Хан огляделся немного вокруг, и показалось ей, что он ищет кого-то среди них. Может, показалось. Ситуации суждено было свершению мимолётной встрече этих взглядов. Но если взгляд, принадлежащий ей, был изначально направлен в его сторону, то его блуждающий взгляд скользнул было, но задержался на миг.
Так бывает, когда равный с равным примериваются друг к другу перед поединком. Будто оценивают возможности потенциального противника. Интеллект против интеллекта! И тут же она как бы ощерилась, примерив ледяные доспехи и такой же щит. Но вот посыл в ответ некое подобие озорной стрелы огня неведомой души, стремящейся растопить и превратить в податливую воду, в столь искусно выбранном русле. Но это ещё посмотрим!
Наступил черёд подарков, как того и требовал церемониал. Любопытство, и так разогретое вдоволь, приготовилось к новому кипению неуемных страстей. И оно не заставило ждать.

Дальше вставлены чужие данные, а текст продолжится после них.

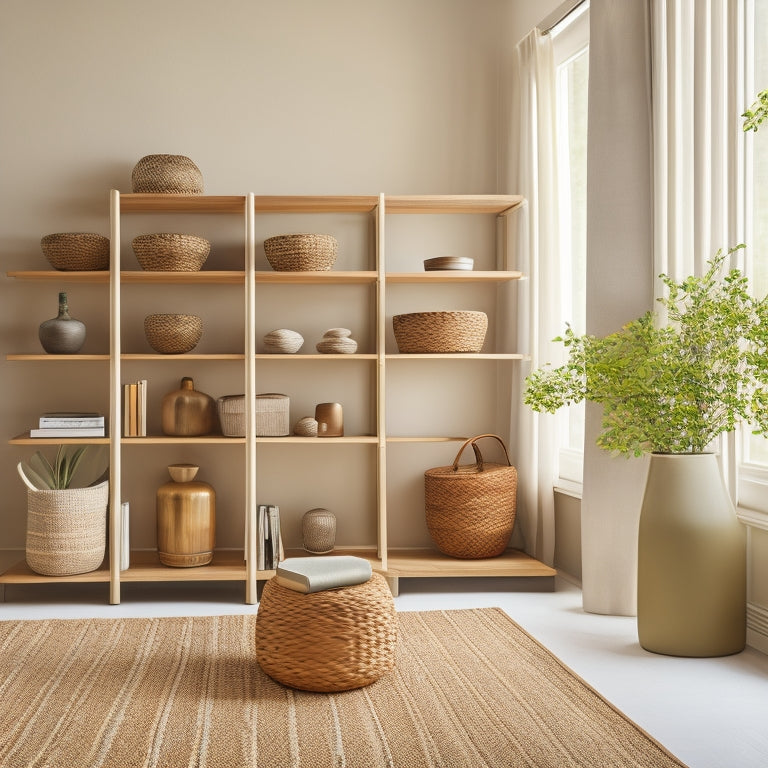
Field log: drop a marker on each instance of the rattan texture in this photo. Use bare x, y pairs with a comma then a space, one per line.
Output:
232, 415
272, 415
470, 512
328, 641
66, 530
171, 252
167, 174
173, 334
301, 252
74, 251
440, 332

Россыпью звёзд блистали они, дары хана неведомой земли, маня великолепием ювелирной выделки, что была сродни высокому искусству, но не более того. Как и ожидалось по протоколу торжественного приёма, и не только, преподносился один из даров этих сначала младшей из дочерей короля. Восхищённый возглас Ламилии предназначался прежде тому, кто преподносил сей дар, выражавшийся в виде подвески из редчайшего горного хрусталя. Такие подвески не носили в их королевстве. Это было что-то другое.
В безмолвном ожидании, под гнётом ледяного панциря, ожидала она дар в виде такой же подвески, предназначенный ей. Ни возглас восхищения, ничего такого не исходил из груди её, не вздымавшейся в каком-либо волнении, будучи как ровная гладь тихой воды, что не тронул какой либо ветер. Не посмел тронуть.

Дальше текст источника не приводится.